There are a few common reasons pharmacies give for delays in filling new medications.
- They never received the order from the doctor’s office: Perhaps the physician called or electronically sent the script to the wrong pharmacy or perhaps the pharmacy lost it in the sea of prescriptions coming in. Either way, notify your doctor’s office immediately letting them know the pharmacy cannot find the order.
- The pharmacy has to order the medication: Pulmonary hypertension is a rare disease and many pharmacies do not keep medications such as Adcirca or Revatio stocked. Check with the pharmacy to see when they will be receiving the medication or if you can go to another location and pick it up. Contact your doctor’s office and ask if samples can be provided until you are able to pick up the medication.

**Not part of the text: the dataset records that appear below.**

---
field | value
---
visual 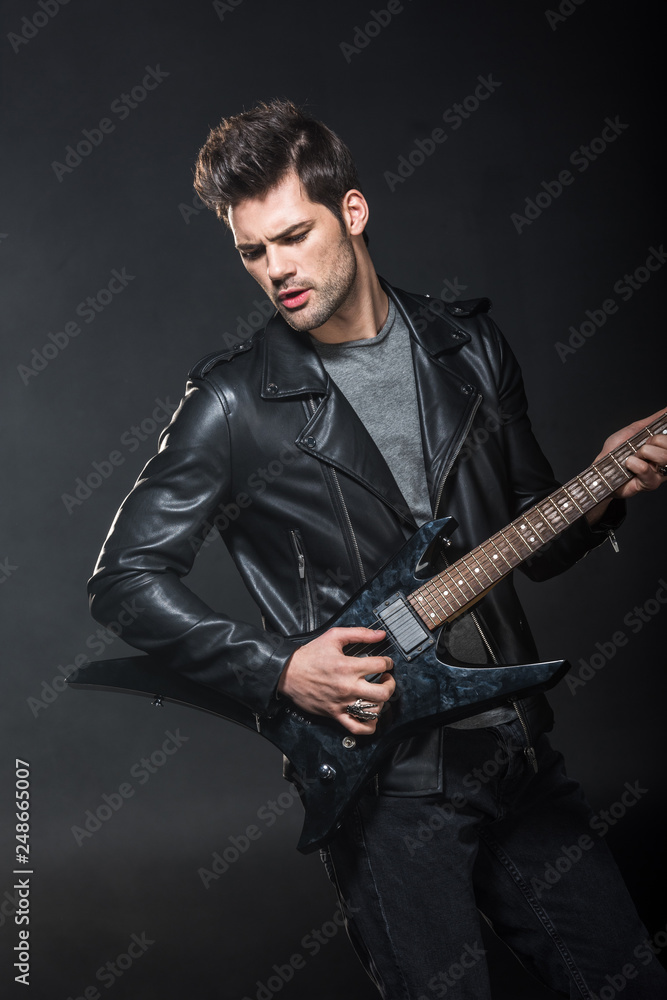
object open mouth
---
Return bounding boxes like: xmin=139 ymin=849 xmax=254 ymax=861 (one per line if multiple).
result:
xmin=278 ymin=288 xmax=311 ymax=309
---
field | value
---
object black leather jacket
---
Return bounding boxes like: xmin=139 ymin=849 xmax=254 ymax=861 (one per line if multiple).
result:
xmin=89 ymin=284 xmax=620 ymax=794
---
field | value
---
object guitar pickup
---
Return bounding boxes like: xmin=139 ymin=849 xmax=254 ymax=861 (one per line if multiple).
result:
xmin=373 ymin=593 xmax=435 ymax=660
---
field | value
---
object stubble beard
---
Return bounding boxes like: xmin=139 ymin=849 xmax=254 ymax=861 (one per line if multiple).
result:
xmin=278 ymin=234 xmax=357 ymax=333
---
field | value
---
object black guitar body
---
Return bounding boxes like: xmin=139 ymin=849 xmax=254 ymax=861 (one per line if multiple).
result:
xmin=69 ymin=518 xmax=568 ymax=853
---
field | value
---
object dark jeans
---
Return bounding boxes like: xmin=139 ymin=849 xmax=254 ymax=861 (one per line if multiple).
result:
xmin=323 ymin=722 xmax=667 ymax=1000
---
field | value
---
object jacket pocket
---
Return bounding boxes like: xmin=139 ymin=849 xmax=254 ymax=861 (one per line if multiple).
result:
xmin=289 ymin=528 xmax=317 ymax=632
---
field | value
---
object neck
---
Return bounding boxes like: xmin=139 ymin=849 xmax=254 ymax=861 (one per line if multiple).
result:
xmin=311 ymin=244 xmax=389 ymax=344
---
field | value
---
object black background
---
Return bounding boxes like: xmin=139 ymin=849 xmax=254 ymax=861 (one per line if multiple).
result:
xmin=0 ymin=0 xmax=667 ymax=1000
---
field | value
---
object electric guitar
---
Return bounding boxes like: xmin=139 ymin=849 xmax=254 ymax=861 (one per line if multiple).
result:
xmin=69 ymin=413 xmax=667 ymax=853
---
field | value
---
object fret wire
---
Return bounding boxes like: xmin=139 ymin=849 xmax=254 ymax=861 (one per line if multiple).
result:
xmin=543 ymin=494 xmax=570 ymax=536
xmin=498 ymin=525 xmax=522 ymax=565
xmin=565 ymin=487 xmax=583 ymax=514
xmin=507 ymin=518 xmax=532 ymax=560
xmin=512 ymin=511 xmax=539 ymax=552
xmin=408 ymin=413 xmax=667 ymax=625
xmin=424 ymin=580 xmax=444 ymax=618
xmin=577 ymin=476 xmax=597 ymax=502
xmin=526 ymin=511 xmax=544 ymax=543
xmin=605 ymin=451 xmax=632 ymax=480
xmin=452 ymin=552 xmax=477 ymax=597
xmin=452 ymin=574 xmax=469 ymax=607
xmin=552 ymin=489 xmax=576 ymax=524
xmin=592 ymin=465 xmax=614 ymax=492
xmin=470 ymin=545 xmax=493 ymax=583
xmin=489 ymin=532 xmax=512 ymax=576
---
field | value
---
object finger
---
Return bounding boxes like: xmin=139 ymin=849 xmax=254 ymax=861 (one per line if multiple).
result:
xmin=337 ymin=712 xmax=377 ymax=736
xmin=360 ymin=674 xmax=396 ymax=703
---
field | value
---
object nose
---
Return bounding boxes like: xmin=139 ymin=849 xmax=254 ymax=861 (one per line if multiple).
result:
xmin=266 ymin=243 xmax=296 ymax=284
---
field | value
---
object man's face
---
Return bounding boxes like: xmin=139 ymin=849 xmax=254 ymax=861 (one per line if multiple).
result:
xmin=229 ymin=173 xmax=357 ymax=331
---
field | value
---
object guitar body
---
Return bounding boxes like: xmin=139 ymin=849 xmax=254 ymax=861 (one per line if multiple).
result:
xmin=69 ymin=518 xmax=568 ymax=853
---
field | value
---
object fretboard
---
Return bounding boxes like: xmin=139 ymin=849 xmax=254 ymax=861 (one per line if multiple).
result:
xmin=408 ymin=412 xmax=667 ymax=629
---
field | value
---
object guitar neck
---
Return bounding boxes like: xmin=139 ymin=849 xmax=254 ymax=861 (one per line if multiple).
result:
xmin=408 ymin=412 xmax=667 ymax=629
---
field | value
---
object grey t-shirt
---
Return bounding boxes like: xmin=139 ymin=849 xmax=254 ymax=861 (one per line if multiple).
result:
xmin=313 ymin=300 xmax=433 ymax=525
xmin=311 ymin=299 xmax=516 ymax=729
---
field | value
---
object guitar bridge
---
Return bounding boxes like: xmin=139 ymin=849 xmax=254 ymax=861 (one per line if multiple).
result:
xmin=373 ymin=593 xmax=435 ymax=660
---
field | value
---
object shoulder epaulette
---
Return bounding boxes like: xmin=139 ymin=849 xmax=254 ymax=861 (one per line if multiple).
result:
xmin=445 ymin=298 xmax=491 ymax=317
xmin=188 ymin=340 xmax=252 ymax=378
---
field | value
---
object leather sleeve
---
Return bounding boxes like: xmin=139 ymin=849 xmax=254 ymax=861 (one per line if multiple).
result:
xmin=486 ymin=318 xmax=625 ymax=581
xmin=88 ymin=379 xmax=297 ymax=714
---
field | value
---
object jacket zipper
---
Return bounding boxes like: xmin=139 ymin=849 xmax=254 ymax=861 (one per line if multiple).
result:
xmin=308 ymin=396 xmax=366 ymax=584
xmin=290 ymin=528 xmax=316 ymax=632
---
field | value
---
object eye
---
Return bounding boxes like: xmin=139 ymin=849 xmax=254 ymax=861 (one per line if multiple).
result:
xmin=285 ymin=232 xmax=308 ymax=243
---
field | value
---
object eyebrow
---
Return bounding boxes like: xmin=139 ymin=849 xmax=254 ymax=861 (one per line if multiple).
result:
xmin=234 ymin=219 xmax=313 ymax=250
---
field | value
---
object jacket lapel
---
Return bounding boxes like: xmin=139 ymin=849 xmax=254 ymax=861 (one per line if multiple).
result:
xmin=261 ymin=314 xmax=414 ymax=527
xmin=261 ymin=279 xmax=481 ymax=527
xmin=388 ymin=279 xmax=482 ymax=517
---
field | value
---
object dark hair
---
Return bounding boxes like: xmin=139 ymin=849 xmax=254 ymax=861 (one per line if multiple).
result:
xmin=194 ymin=100 xmax=366 ymax=237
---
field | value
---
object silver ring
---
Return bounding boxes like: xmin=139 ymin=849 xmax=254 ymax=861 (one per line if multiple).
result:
xmin=345 ymin=698 xmax=380 ymax=722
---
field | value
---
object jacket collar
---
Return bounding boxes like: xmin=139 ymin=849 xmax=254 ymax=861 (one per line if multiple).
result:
xmin=261 ymin=278 xmax=470 ymax=399
xmin=261 ymin=279 xmax=480 ymax=525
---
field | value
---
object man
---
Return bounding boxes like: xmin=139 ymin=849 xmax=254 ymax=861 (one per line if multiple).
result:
xmin=90 ymin=101 xmax=667 ymax=1000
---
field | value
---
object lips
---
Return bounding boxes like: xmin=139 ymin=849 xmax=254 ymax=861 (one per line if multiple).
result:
xmin=278 ymin=288 xmax=310 ymax=309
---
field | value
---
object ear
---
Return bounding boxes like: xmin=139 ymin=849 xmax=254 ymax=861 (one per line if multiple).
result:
xmin=341 ymin=188 xmax=370 ymax=236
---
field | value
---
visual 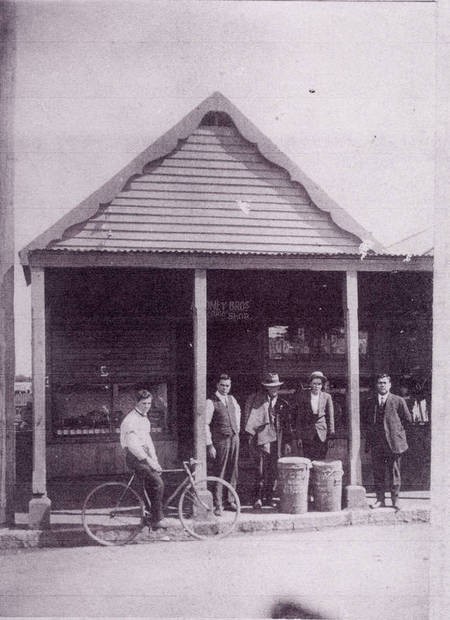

- Medications must be filled by a specialty pharmacy or a mail order pharmacy: Each insurance company is contracted with different pharmacies. Your insurance company may require you to fill “specialty” medications, medications used to treat PAH, at a specialty pharmacy or at a mail order pharmacy. Let your doctor’s office know right away so a new script can be sent to the appropriate pharmacy.
- Waiting on insurance authorization: Because medications to treat pulmonary hypertension are very expensive most insurance companies require that your physician obtain a prior authorization prior to the pharmacy dispensing. The nurse coordinators at your doctor’s office will either call or submit paperwork to your insurance outlining the medication being prescribed, the reason for the medication, and submit supportive documentation such as clinic notes or right heart catheterization reports. The insurance company then considers the request and approves or denies the medication. This can take anywhere from a few minutes to 10 days depending on which company provides your prescription benefits. Often times your doctor will be able to provide samples to you while they are waiting on the approval.
The most important step for the patient to take is to contact the physician’s office immediately. Do not wait for the pharmacy to contact your doctor’s office.